Il a en outre été stipulé au contrat de cession, une clause de variation du prix de vente adossée à l'évolution du chiffre d'affaires relatif à l'activité cédée qui serait réalisé au cours de l'année 2015 par comparaison à l'année 2013.

Dans ce cadre, il a été convenu qu'aucune variation ne devait intervenir si le chiffre d'affaires réalisé par l'acquéreur au titre de l'année 2015 était supérieur ou égal à 117.221,40 € hors-taxes (soit 90 % du chiffre d'affaires réalisé par le vendeur au titre de l'année 2013 qui s'était élevé à la somme de 130.246 €).

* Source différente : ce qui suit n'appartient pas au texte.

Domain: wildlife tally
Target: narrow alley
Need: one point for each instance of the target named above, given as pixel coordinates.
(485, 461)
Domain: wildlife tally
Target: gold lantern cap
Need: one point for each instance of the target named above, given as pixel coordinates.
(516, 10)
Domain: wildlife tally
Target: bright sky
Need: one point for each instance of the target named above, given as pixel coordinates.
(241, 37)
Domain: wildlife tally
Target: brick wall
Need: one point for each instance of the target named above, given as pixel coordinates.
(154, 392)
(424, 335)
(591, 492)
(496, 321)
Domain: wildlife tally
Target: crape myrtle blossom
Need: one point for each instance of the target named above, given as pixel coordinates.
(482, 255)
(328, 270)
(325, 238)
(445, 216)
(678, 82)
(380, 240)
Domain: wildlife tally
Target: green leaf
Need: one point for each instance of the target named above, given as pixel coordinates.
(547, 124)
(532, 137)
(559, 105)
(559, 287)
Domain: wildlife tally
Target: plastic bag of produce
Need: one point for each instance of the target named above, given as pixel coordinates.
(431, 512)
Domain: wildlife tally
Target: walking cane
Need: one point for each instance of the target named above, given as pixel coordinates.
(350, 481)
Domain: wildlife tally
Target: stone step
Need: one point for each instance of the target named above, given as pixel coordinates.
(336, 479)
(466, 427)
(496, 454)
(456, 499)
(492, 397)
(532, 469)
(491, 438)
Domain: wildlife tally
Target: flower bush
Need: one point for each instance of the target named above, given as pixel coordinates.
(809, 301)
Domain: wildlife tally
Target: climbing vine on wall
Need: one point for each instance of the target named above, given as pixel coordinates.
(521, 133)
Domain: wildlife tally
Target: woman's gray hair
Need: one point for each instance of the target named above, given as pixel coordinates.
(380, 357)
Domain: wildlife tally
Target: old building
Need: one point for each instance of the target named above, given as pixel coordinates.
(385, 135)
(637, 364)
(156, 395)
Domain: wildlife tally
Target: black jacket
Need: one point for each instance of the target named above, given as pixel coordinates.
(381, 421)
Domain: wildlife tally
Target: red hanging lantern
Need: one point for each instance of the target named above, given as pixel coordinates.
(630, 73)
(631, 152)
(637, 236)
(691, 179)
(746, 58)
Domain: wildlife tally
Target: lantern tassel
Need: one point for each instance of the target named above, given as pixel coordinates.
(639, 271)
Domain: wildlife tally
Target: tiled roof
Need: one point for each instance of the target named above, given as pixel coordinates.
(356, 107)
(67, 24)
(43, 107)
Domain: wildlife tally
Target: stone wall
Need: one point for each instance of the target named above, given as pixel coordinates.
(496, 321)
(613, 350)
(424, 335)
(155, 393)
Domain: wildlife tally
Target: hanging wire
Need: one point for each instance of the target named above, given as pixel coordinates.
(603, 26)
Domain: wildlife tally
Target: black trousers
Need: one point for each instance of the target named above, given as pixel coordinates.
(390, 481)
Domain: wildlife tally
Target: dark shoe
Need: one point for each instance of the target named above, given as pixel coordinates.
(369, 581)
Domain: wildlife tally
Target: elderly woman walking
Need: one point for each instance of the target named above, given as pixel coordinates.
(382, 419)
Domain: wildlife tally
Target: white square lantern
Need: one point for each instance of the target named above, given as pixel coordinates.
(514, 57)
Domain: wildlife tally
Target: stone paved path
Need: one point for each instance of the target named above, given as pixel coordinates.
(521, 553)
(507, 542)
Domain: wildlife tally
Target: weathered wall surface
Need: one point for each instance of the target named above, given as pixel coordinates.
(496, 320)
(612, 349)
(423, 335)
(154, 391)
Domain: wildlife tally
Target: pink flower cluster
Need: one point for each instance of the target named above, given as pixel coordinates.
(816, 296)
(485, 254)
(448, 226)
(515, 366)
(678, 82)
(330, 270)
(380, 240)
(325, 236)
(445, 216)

En dessous de ce chiffre d'affaire, il a été prévu une variation à la baisse selon une méthode de calcul insérée à l'acte.

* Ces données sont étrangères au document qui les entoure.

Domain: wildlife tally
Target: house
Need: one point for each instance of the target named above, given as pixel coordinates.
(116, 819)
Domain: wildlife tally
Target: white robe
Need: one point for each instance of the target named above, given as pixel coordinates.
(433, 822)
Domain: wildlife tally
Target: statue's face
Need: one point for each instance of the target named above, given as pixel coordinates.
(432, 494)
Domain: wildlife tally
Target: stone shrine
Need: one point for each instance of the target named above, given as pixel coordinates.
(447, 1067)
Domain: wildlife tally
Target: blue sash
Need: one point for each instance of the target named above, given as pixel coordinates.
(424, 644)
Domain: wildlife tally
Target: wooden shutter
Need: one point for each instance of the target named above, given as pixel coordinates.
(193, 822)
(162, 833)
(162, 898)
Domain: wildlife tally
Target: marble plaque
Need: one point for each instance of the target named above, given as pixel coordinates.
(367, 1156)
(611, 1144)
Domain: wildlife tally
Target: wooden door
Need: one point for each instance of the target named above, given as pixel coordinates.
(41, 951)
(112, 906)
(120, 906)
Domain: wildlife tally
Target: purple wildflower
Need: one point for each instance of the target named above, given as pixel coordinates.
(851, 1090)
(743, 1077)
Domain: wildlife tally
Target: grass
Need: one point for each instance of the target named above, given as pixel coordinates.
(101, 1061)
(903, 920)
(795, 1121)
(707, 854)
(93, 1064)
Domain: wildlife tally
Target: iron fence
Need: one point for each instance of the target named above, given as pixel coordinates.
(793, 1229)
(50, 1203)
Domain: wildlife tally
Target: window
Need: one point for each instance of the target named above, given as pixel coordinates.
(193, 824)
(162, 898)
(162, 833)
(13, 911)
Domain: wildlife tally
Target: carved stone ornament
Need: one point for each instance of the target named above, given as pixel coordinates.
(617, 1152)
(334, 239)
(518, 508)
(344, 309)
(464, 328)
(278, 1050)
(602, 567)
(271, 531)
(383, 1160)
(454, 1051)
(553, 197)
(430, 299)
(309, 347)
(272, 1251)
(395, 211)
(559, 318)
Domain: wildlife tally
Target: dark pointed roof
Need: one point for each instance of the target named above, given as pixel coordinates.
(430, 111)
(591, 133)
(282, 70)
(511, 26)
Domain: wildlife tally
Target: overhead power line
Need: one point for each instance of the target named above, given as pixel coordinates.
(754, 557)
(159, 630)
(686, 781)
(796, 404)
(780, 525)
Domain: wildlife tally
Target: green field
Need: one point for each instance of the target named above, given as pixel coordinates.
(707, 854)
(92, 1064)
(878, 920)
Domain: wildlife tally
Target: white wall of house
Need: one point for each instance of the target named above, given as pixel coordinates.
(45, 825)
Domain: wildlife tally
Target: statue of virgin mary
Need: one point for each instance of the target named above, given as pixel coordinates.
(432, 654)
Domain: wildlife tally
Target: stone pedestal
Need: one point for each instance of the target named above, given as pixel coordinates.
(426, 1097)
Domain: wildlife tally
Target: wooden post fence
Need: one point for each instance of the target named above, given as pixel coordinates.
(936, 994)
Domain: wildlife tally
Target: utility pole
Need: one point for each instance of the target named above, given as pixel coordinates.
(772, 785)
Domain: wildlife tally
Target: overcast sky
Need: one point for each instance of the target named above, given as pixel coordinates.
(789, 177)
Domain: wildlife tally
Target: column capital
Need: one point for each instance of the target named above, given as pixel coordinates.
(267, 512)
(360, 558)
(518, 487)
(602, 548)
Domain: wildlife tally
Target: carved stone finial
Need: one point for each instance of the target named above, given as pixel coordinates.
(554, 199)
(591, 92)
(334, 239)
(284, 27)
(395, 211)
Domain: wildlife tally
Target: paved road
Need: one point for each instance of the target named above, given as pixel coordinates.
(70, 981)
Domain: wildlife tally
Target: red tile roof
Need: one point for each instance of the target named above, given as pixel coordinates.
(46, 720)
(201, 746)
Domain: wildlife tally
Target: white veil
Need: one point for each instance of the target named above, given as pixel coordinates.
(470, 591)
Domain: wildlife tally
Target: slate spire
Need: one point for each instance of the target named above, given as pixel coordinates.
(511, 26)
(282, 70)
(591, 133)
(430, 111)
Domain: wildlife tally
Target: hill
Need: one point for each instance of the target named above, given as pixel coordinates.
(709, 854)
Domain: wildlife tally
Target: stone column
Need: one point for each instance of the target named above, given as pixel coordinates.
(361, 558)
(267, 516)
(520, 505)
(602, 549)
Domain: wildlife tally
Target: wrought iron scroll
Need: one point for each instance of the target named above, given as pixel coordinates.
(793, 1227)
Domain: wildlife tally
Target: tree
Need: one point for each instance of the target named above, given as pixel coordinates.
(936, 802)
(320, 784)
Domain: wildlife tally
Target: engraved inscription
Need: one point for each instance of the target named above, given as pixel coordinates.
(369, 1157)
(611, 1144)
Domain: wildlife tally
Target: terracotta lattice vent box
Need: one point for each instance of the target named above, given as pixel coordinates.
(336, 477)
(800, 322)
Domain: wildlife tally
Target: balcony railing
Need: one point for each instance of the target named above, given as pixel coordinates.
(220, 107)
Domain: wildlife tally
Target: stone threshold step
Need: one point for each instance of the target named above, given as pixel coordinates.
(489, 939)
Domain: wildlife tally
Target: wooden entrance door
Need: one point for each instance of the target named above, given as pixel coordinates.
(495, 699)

La somme de 100.000 € a été versée sur le compte séquestre de Me Stéphanie LEMIERE, avocate au barreau de La Roche-Sur-Yon.

La société GAS a commencé à s'acquitter du crédit-vendeur à compter du 29 juillet 2015.

Par lettre recommandée avec demande d'avis de réception datée du 1er décembre 2015 adressée à la Société GAS, M. [S] a sollicité le paiement de l'échéance du mois de novembre 2015.

Le 15 mai 2018, M. [S] a mis en demeure la société GAS de lui payer la somme de 43.344,41 € sous quinzaine, correspondant au solde des sommes dues au titre du crédit-vendeur.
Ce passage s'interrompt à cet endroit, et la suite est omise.